Additionally, the Man Booker International Prize recognizes a writer of any nationality for his or her achievement in fiction. Winners include the continually great Canadian short-story writer Alice Munro (how does she keep doing it?) and American novelist Philip Roth.
National Book Award
Moving Stateside, the National Book Awards annually celebrate the best in American literature. National Book Awards recognize the best in fiction, nonfiction, poetry, and young people’s literature.
Past National Book Award winners include another favorite of mine, Cold Mountain by Charles Frazier.
The Corrections by Jonathan Franzen and The Shipping News by E. Annie Proulx also have won National Book Awards.
See National Book Award winners»
Nobel Prize
The Nobel Prize in Literature goes to an author with “the most outstanding work in an ideal direction.” Generally, that means honoring an author’s body of work.
However, what Alfred Nobel meant exactly in his will by “idealisk” (which translates from Swedish to either “idealistic” or “ideal”) stirs up some controversy.

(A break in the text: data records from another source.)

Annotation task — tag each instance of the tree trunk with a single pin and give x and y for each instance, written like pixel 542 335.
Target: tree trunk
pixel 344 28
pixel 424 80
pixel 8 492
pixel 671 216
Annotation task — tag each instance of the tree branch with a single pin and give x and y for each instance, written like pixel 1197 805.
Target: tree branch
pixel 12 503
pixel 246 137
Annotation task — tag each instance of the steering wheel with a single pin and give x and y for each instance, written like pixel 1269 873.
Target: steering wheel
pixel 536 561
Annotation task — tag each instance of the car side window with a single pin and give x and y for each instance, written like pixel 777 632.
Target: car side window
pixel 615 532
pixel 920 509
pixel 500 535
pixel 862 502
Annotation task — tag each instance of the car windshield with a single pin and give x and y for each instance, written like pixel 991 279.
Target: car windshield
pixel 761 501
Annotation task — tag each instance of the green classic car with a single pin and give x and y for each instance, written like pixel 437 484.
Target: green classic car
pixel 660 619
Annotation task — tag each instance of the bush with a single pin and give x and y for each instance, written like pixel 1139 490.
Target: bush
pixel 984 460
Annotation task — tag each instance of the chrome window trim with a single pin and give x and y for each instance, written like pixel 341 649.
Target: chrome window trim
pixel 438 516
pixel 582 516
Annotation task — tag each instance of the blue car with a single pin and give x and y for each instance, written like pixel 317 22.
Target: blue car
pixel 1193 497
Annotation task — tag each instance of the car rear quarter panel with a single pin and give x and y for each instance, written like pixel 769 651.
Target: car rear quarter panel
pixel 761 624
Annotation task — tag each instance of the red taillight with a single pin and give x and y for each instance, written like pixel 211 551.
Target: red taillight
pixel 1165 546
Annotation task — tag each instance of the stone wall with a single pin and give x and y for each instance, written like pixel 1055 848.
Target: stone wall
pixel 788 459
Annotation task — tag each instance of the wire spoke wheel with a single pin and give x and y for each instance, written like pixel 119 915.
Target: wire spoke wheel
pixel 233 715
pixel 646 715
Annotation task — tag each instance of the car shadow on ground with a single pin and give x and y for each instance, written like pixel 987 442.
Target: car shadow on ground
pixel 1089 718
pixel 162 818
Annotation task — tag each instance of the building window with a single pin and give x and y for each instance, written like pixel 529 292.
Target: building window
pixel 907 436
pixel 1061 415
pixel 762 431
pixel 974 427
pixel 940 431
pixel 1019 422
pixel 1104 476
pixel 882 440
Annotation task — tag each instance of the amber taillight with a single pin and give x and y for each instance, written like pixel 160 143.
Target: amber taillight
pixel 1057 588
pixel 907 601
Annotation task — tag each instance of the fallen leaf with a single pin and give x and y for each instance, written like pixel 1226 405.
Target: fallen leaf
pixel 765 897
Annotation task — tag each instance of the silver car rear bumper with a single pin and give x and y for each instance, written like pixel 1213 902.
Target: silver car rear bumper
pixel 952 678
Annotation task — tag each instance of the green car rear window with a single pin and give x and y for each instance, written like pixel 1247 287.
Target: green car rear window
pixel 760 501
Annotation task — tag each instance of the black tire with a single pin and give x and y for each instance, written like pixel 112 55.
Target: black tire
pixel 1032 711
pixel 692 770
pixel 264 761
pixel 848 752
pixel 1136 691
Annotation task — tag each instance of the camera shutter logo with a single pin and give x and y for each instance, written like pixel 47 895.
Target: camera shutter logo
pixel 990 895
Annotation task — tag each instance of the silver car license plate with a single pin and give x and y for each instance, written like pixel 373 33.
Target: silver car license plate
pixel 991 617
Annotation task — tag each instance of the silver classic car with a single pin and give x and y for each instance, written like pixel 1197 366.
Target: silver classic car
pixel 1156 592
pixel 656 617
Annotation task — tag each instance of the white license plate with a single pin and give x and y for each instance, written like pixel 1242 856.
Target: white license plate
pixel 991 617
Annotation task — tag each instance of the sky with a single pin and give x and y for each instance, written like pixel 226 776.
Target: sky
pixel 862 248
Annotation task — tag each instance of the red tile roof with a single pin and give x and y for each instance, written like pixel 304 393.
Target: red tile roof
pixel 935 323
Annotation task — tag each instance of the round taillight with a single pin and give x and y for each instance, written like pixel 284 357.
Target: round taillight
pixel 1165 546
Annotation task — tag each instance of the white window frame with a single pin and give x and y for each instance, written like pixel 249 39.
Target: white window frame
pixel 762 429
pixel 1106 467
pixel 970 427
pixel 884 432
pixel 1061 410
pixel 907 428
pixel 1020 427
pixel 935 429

Past Nobel Prize honorees include such literary heavyweights as John Steinbeck, Samuel Beckett, and Saul Bellow. You won’t find Henry James, James Joyce, or Leo Tolstoy on the list though.
The Pulitzer Prizes
The Pulitzer Prizes honor U.S. excellence in journalism and the arts, including annual awards in fiction, nonfiction, biography, history, poetry, and drama.
Fiction winners include a diversity of great reads like Tinkers by Paul Harding, Olive Kitteridge by Elizabeth Strout, The Road by Cormac McCarthy (amazing!), The Amazing Adventures of Kavalier & Clay by Michael Chabon, Gilead by Marilynne Robinson, and Angle of Repose by Wallace Stegner (all good, I promise).